I could tell by the look on her face that Marianne was going to bring up that thing about the police and hospital again.

“We’re not taking her to the police,” I said before she had a chance to speak. “She’s not well. She’s telling me weird stuff—she said she ate cake out of a bin, for godsake.”

I pressed my fist hard onto my heart as I spoke. Maybe I wish I could rip it out, so it would stop reminding me I was still alive. I could still feel his postcard there, and I ached.

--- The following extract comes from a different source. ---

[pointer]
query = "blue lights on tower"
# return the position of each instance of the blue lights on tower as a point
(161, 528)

“Then I don’t know what to say,” replied Marianne. “She doesn’t even want to talk to me.”

I could see the blue eyeliner from Saturday night still stuck in the corners of Marianne’s eyes. Her white school blouse was creased and there was something that looked like a food stain on the front.

“No police. Right now she won’t properly open up to me,
and like you said, she doesn’t even want to talk to you! How is she going to say anything in front of a complete stranger?”

“I don’t know,” repeated Marianne.

“Mari—help me here!”

“No!” Marianne stopped and composed herself. “Well you didn’t want my help Saturday, did you?”